To make dry ice, you start with a high pressure container full of liquid carbon dioxide. When you release the liquid carbon dioxide from the tank, the expansion of the liquid and the high-speed evaporation of carbon dioxide gas cools the remainder of the liquid down to the freezing point, where it turns directly into a solid. If you have ever seen a carbon dioxide fire extinguisher in action you have seen this carbon dioxide snow form in the nozzle. You compress the carbon dioxide snow to create a block of dry ice.


----------



## Wasserpest (Jun 12, 2003)

Sorry if I spread bad information. I have not filled CO2 tanks personally, so I should shut up :tongue: but my local Airgas guys told me they prefer to fill tanks in the mornings when it is cool since (something in the process) gets hot. But they probably didn't mean the tanks, maybe the pump that supplies the CO2.


----------



## jhoetzl (Feb 7, 2005)

Hmm, if I have it correct, dry ice (which actually used to be or is a trademarked name for frozen co2 gas AFAIK), is just that, frozen gas.

The freezing temperature at normal sea level air pressure is -78.5 degrees C (-109.3 degrees F). 
So, if you have a co2 bottle of co2 near your tank, and you somehow freeze that liquid/gas co2 combo in the tank, wouldn't the bottle make a nice mortar round?


----------



## UprightJoe (May 13, 2005)

The state of matter for co2 (or any gas for that matter) is determined by its temperature and pressure. If you know the temperature and pressure, you know whether it's a solid, liquid, or gas (unless it's at the triple point where it could be any of the three).

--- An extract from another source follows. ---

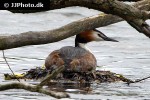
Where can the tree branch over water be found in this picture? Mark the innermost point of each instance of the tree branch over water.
(132, 15)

Here's a crappy chart showing the relationship for co2:

http://www.co2clean.com/snowform.htm

I've seen a prettier one out there but I can't find it now.


----------



## UprightJoe (May 13, 2005)

Oh, and for a constant pressure, liquid co2 would always be warmer than solid co2. That's assuming a constant pressure though. 

What's wicked cool is how they MAKE dry ice. They fill a canister with co2 until it is high enough pressure to form a liquid. They bleed off as much excess heat as possible. Then they let the gas loose. As the pressure falls, and volume increases, the temperature drops. Eventually it gets cold enough that some of the remaining co2 freezes into a solid as snow. They then just pack that together.

Wicked clever - they use co2 to make itself colder so that it freezes.


----------